He had attention only for the two people in the driving seat of the tented wagon he had been following since it had left the settlement at Menagh three hours to the north.

One of them was a tall old man wrapped in a heavy cloak whose cowl had slipped briefly to reveal a shining and utterly hairless head. The other was a boy, shorter, thin, and still too young to have hair on his chin. Their features were shaded by the awning that sheltered them from the weather. They were probably itinerant tinkers with nothing of great value in their wheeled dwelling. Declan had never before killed an old man or a boy, but he was so cold and hungry and angry that if they did not give him food, no matter how little they had for themselves, he might do just that.

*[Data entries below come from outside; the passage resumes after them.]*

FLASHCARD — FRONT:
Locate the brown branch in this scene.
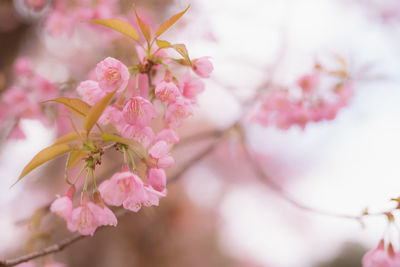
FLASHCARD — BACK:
[0,135,223,267]
[245,147,378,222]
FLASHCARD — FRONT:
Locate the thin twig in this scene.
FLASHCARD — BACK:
[241,148,385,222]
[0,136,222,267]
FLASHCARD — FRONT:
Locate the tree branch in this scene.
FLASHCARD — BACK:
[0,136,223,267]
[244,145,386,222]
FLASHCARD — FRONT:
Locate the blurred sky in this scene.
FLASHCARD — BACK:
[0,0,400,267]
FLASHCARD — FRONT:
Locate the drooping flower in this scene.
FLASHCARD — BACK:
[147,168,167,192]
[99,171,140,206]
[98,106,126,131]
[93,191,117,226]
[193,57,214,78]
[123,96,157,127]
[148,141,174,168]
[165,98,193,127]
[67,192,117,236]
[96,57,129,93]
[121,124,154,148]
[76,80,106,105]
[362,240,395,267]
[124,182,166,212]
[154,128,179,145]
[155,81,181,102]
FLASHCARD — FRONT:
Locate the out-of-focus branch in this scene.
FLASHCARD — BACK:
[245,144,391,222]
[176,130,223,147]
[0,131,224,267]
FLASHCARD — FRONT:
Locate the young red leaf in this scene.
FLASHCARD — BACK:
[172,44,192,66]
[83,90,117,133]
[66,150,87,169]
[14,144,72,184]
[90,19,139,41]
[43,97,91,118]
[156,40,171,48]
[135,7,151,44]
[156,4,190,38]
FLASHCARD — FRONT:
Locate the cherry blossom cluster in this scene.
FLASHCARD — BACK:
[253,63,354,130]
[0,57,65,139]
[51,42,213,235]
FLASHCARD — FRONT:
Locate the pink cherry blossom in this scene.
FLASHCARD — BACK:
[155,81,181,102]
[148,141,174,168]
[93,191,117,226]
[154,128,179,145]
[98,106,126,131]
[14,57,32,76]
[50,185,75,221]
[124,183,166,212]
[67,192,117,235]
[99,171,140,206]
[193,57,214,78]
[121,124,154,148]
[123,96,157,127]
[7,123,26,140]
[165,98,193,127]
[147,168,167,192]
[362,240,395,267]
[76,80,106,105]
[24,0,48,10]
[31,75,58,101]
[44,262,67,267]
[96,57,130,93]
[3,87,37,117]
[143,185,167,207]
[16,261,36,267]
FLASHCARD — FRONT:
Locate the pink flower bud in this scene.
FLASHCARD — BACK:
[155,81,181,102]
[96,57,130,93]
[147,168,167,192]
[193,57,214,78]
[123,96,157,127]
[76,80,106,105]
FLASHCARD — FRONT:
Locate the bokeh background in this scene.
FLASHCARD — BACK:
[0,0,400,267]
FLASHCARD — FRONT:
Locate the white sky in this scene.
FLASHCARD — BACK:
[0,0,400,267]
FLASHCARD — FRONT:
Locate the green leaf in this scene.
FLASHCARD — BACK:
[156,4,190,38]
[156,40,171,48]
[172,44,192,66]
[135,7,151,44]
[53,131,86,145]
[90,19,139,41]
[14,144,72,185]
[66,150,87,169]
[43,97,91,118]
[83,89,117,133]
[101,133,132,146]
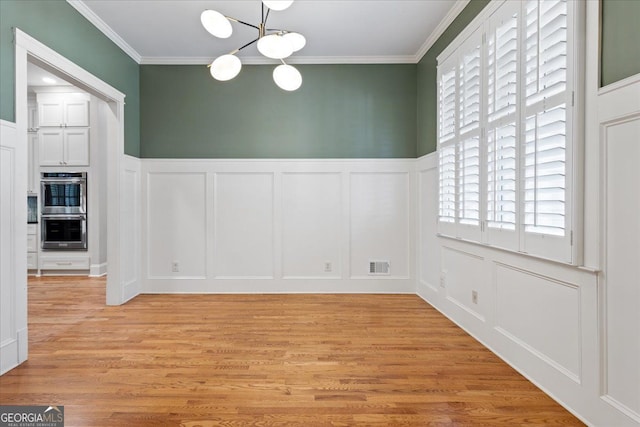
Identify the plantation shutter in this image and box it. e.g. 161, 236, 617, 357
523, 0, 571, 260
485, 2, 520, 249
457, 28, 482, 241
438, 57, 457, 235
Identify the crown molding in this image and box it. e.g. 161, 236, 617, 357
67, 0, 142, 64
414, 0, 471, 64
139, 55, 416, 65
66, 0, 471, 65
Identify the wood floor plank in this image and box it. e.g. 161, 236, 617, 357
0, 277, 582, 427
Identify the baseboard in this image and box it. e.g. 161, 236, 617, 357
142, 279, 415, 294
89, 262, 107, 277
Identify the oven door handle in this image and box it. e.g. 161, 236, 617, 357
41, 214, 87, 220
40, 178, 87, 184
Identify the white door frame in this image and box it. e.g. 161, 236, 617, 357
15, 28, 131, 336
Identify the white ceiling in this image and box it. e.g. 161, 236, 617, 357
67, 0, 469, 64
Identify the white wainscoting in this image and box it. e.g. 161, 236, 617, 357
142, 159, 415, 293
416, 132, 640, 427
211, 172, 275, 279
119, 156, 142, 301
0, 120, 28, 375
598, 75, 640, 425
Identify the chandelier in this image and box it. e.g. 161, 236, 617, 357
200, 0, 307, 91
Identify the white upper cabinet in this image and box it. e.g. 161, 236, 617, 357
37, 92, 89, 166
39, 128, 89, 166
38, 93, 89, 127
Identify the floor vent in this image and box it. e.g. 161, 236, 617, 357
369, 261, 389, 274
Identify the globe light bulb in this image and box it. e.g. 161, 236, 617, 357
200, 10, 233, 39
258, 34, 293, 59
273, 64, 302, 92
211, 54, 242, 82
262, 0, 293, 11
282, 33, 307, 52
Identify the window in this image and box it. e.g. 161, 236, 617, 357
438, 0, 579, 262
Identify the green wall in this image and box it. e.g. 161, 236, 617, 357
0, 0, 640, 158
140, 64, 416, 158
600, 0, 640, 86
0, 0, 140, 156
417, 0, 489, 157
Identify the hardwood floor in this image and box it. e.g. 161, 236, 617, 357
0, 277, 582, 427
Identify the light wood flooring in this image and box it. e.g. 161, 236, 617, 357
0, 277, 582, 427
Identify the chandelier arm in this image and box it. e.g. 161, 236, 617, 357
225, 16, 260, 30
262, 3, 271, 25
231, 37, 260, 55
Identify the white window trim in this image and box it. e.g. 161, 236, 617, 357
436, 0, 585, 265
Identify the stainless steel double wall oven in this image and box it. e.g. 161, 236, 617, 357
40, 172, 87, 251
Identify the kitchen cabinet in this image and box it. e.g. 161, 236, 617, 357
27, 224, 38, 270
27, 103, 39, 132
37, 93, 89, 128
40, 254, 90, 270
38, 127, 89, 166
27, 132, 40, 193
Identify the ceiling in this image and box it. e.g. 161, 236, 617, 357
67, 0, 469, 64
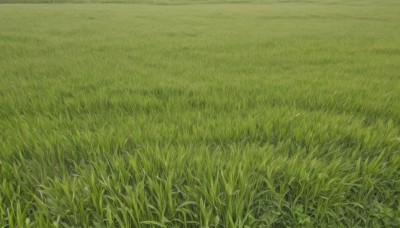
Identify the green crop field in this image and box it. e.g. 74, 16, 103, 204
0, 0, 400, 228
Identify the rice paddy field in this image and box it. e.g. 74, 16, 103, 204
0, 0, 400, 227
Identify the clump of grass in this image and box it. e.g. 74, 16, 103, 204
0, 0, 400, 227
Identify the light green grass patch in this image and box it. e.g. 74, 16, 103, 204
0, 0, 400, 227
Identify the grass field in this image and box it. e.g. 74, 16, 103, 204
0, 0, 400, 227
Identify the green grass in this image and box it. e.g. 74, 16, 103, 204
0, 0, 400, 227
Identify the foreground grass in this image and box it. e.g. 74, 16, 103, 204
0, 1, 400, 227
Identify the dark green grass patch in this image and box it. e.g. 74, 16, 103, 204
0, 0, 400, 227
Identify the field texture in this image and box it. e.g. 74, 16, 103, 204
0, 0, 400, 227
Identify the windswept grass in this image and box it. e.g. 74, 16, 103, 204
0, 0, 400, 227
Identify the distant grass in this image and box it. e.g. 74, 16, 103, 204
0, 0, 400, 227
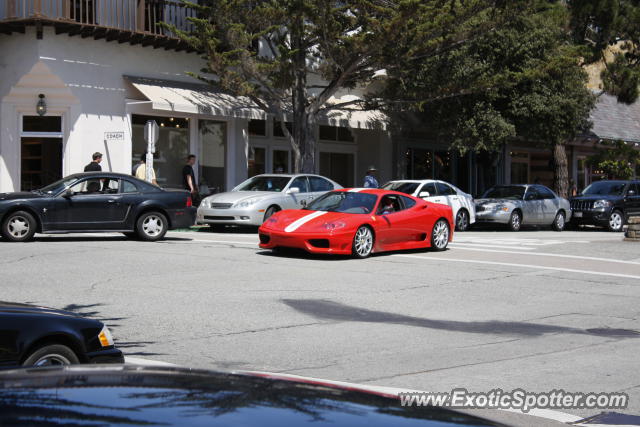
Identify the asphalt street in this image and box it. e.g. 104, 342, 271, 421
0, 230, 640, 422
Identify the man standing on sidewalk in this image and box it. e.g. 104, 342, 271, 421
182, 154, 199, 206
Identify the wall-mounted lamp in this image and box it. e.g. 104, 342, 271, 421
36, 94, 47, 116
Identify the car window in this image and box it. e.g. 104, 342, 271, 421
400, 196, 416, 209
536, 185, 556, 199
120, 180, 138, 193
309, 176, 333, 191
289, 176, 309, 193
436, 182, 456, 196
420, 182, 438, 197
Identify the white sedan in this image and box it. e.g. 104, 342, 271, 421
382, 179, 476, 231
196, 174, 342, 227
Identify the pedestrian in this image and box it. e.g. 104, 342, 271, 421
364, 165, 380, 188
84, 151, 102, 172
182, 154, 198, 205
136, 153, 158, 185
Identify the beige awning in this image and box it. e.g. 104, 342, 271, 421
124, 76, 386, 129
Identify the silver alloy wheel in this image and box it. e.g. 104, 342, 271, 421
433, 220, 449, 249
456, 209, 469, 231
142, 215, 164, 237
33, 353, 71, 366
7, 215, 29, 239
609, 211, 622, 230
353, 227, 373, 257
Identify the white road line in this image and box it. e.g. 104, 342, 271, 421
391, 254, 640, 280
450, 243, 640, 265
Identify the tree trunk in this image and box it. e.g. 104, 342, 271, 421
553, 141, 569, 198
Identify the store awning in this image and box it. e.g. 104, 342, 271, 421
124, 76, 386, 129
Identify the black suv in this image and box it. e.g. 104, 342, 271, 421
570, 181, 640, 231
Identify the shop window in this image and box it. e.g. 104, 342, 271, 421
249, 120, 267, 136
131, 114, 190, 188
202, 120, 227, 197
320, 152, 354, 188
247, 147, 267, 178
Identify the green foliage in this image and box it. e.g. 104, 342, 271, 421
587, 141, 640, 179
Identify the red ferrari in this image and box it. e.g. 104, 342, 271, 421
259, 188, 453, 258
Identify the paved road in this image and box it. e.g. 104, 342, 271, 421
0, 231, 640, 422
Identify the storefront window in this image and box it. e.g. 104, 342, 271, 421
131, 114, 190, 188
247, 147, 267, 178
320, 152, 354, 188
198, 120, 227, 196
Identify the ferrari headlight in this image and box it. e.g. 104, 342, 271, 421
233, 198, 259, 208
98, 326, 113, 347
593, 200, 611, 209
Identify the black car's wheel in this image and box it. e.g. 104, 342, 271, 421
509, 211, 522, 231
0, 211, 37, 242
431, 219, 450, 251
351, 225, 374, 258
456, 209, 469, 231
22, 344, 80, 366
551, 211, 567, 231
136, 212, 168, 242
262, 206, 280, 222
607, 209, 624, 232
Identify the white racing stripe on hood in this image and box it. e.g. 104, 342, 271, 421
284, 211, 327, 233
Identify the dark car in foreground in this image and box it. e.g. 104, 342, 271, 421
0, 172, 196, 242
0, 301, 124, 368
570, 181, 640, 231
0, 365, 495, 427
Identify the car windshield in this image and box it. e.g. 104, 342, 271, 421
582, 181, 626, 196
38, 177, 78, 194
382, 182, 420, 194
482, 185, 524, 200
234, 176, 291, 192
307, 191, 378, 214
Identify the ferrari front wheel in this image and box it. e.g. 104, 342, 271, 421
431, 219, 449, 251
351, 225, 373, 258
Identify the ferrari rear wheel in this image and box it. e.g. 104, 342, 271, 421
352, 225, 373, 258
431, 219, 450, 251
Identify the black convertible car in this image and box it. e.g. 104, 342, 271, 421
0, 172, 196, 242
0, 301, 124, 368
0, 365, 496, 427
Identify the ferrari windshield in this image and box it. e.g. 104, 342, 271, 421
234, 175, 291, 192
38, 177, 78, 194
582, 181, 626, 196
482, 185, 525, 200
382, 182, 420, 194
307, 191, 378, 214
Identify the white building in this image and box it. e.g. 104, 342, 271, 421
0, 0, 393, 192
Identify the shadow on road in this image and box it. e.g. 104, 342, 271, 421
282, 299, 640, 338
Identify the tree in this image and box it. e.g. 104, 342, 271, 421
380, 1, 595, 196
170, 0, 524, 172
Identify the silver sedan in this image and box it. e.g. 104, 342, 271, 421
196, 174, 342, 226
476, 185, 571, 231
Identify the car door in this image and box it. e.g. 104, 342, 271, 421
48, 176, 121, 231
522, 186, 543, 224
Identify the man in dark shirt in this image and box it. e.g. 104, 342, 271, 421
182, 154, 198, 203
84, 151, 102, 172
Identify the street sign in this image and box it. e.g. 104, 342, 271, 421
144, 120, 160, 182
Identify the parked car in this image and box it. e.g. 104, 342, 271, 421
259, 189, 453, 258
476, 185, 571, 231
198, 174, 342, 227
0, 365, 497, 427
382, 179, 476, 231
0, 172, 196, 242
570, 181, 640, 231
0, 301, 124, 368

Trying to still the chattering of his teeth and angry with impatience, Declan pulled his ragged cloak more tightly about him and began gradually closing the distance to the wagon, but keeping among the trees and undergrowth that bordered the rutted track the tinkers were using. He would wait until they had stopped for the night, probably in the wooded region a few leagues ahead, and were preparing their evening meal before making his attack. He checked that his long-axe was moving freely in its shoulder harness and at his waist the gladius, which had failed to protect the life of its former Roman owner, was also easy in its scabbard.

The sunset had died to a red smudge in the sky behind him and the trees ahead were showing black and silver rather than green in the strengthening light of the full moon when the wagon turned off the track into a small clearing and stopped. The old man climbed to the ground slowly while the boy jumped down and began unharnessing their horse.